21話
学校から帰ったあたしは、自分の部屋でぼんやりとしていた。
あたしは、大人になりたい。
その気持ちに、嘘なんてない。
その為にいろいろやってきたつもりだし、それが正しいと思っていた。
あたしの中での大人っていうものを、あたしなりに目指してたつもり。
でも、改めて考えてみると具体的じゃなかった。
あたしがなりたい大人がどういう人かって、はっきりとは分かってなかったんだ。
大人。
その言葉があたしの心に、ずしっとのしかかる。
「何なんだろう……あたしの目指してた大人って」
不安は言葉として、自然にこぼれた。
でも、諦めるなんて嫌だ。
絶対に、絶対に嫌。
よくわかんないからなんて理由で、みんなと同じような子供のままでいいなんて思いたくない。
あたしはみんなより大人にならなきゃいけないし、大人じゃなきゃダメなんだ。
突っ伏していたけどちらりと顔を上げたあたしの目に、小さなキーホルダーが目に入った。
羅針盤。
それは、あたしは大人にならなきゃいけないって思ったきっかけ。
あたしは、羅針盤になりたい。
あたしは小さい頃からみんなのリーダーみたいな感じで、幼稚園でも学校でも中心にいた。
もちろん、勉強や運動が一番だった訳じゃない。
だけど、みんなが頼ってくるのはあたし。
それがあたしにとって当たり前だったから、自然としっかりなきゃって思ってた。
だって、頼ってくれたからには、失敗するわけにはいかなかったから。
もちろんあたしだって完璧人間じゃないから、失敗だってしてきた。
だから、あたしは思ったんだ。
『大人になれば、もっとみんなをちゃんと導いていける』
って。
その目標を形として持っていたくて、大切にしているのがこの羅針盤のキーホルダー。
出張に行ったお父さんが、あたしのために買ってきてくれたもの。
理由はわかんないけど、あたしにはぴったりで今でも大切にしてる宝物。
子供のころ思い出の物を大切にするなんて、子供っぽいからみんなには秘密なんだけどね。
人を正しく導いていける羅針盤に、あたしはなりたい。
だから、あたしは大人になりたいと思っている。
そこまではあたしも分かってる。
でも――。
「分からないよ、大人」
あたしは大人をしっかりと分かってないってことが、今日わかっちゃった。
世の中、いろんな大人がいる。
お父さんやお母さんだって立派な大人だし、街行く人だって画面越しで見てばっかりの人の中にも大人はいる。
でも、そのそれぞれが考えてみればどれも違う大人。
「白雪さんなら、わかるのかな……」
あたしの手は自然にスマホを掴んでいたけど、そこではっと気が付いた。
ダメだ。
いくらなんでも、こんなことはダメだ。
白雪さんはあれだけしっかりした考えを持ってるし、何よりいろいろな大人と付き合っている経験はあたしより多い。
だから、大人っていうものを知ってるはずだけど、これを聞いちゃダメ。
あたしが大人を知らないのに大人を目指してるなんて知ったら白雪さんは呆れて、きっとあたしから離れちゃう。

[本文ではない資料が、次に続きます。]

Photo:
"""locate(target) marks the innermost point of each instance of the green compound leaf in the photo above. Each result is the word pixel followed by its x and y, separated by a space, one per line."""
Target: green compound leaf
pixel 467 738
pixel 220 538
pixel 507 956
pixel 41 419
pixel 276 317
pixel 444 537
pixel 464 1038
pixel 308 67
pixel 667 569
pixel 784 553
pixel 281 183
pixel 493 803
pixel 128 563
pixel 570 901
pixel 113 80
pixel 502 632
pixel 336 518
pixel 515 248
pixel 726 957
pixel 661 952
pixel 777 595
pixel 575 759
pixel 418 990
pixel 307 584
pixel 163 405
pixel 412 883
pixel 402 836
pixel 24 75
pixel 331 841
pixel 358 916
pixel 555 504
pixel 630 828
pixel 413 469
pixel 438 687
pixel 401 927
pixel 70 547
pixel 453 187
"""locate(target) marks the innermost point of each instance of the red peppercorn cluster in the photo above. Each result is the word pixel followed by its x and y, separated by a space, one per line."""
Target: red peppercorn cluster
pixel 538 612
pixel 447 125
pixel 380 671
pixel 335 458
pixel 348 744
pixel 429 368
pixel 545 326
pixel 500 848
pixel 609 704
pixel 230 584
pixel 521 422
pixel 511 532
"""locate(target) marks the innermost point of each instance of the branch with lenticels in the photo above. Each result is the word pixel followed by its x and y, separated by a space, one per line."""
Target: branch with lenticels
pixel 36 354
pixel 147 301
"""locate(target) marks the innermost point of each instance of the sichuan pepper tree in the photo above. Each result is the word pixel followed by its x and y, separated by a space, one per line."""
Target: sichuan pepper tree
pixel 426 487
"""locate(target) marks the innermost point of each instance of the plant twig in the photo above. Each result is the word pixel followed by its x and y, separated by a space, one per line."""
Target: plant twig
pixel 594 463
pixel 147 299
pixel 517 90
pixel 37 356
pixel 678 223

大人として白雪さんを引っ張っていってるのに、あたしが大人っていうのが分からないってわかったら?
そう考えただけで、怖い。
一番の、特別の友達が離れていく。
それも、一番の特別になっていいってあたしから言ったのに。
嫌だ。
そんな事になったら、あたし自身が子供ってレベルじゃなく子供に思えちゃう。
「でも、どうしたら……いいの? 大人になるって」
現実見ないで夢ばっかり見てる、あたしの嫌いな子供は実はあたしだった。
それがたった一枚の紙が突き付けた、あたしに対する現実。
大切な目の前の羅針盤は、ただいつもと変わらなく静かにそこにあるだけだった。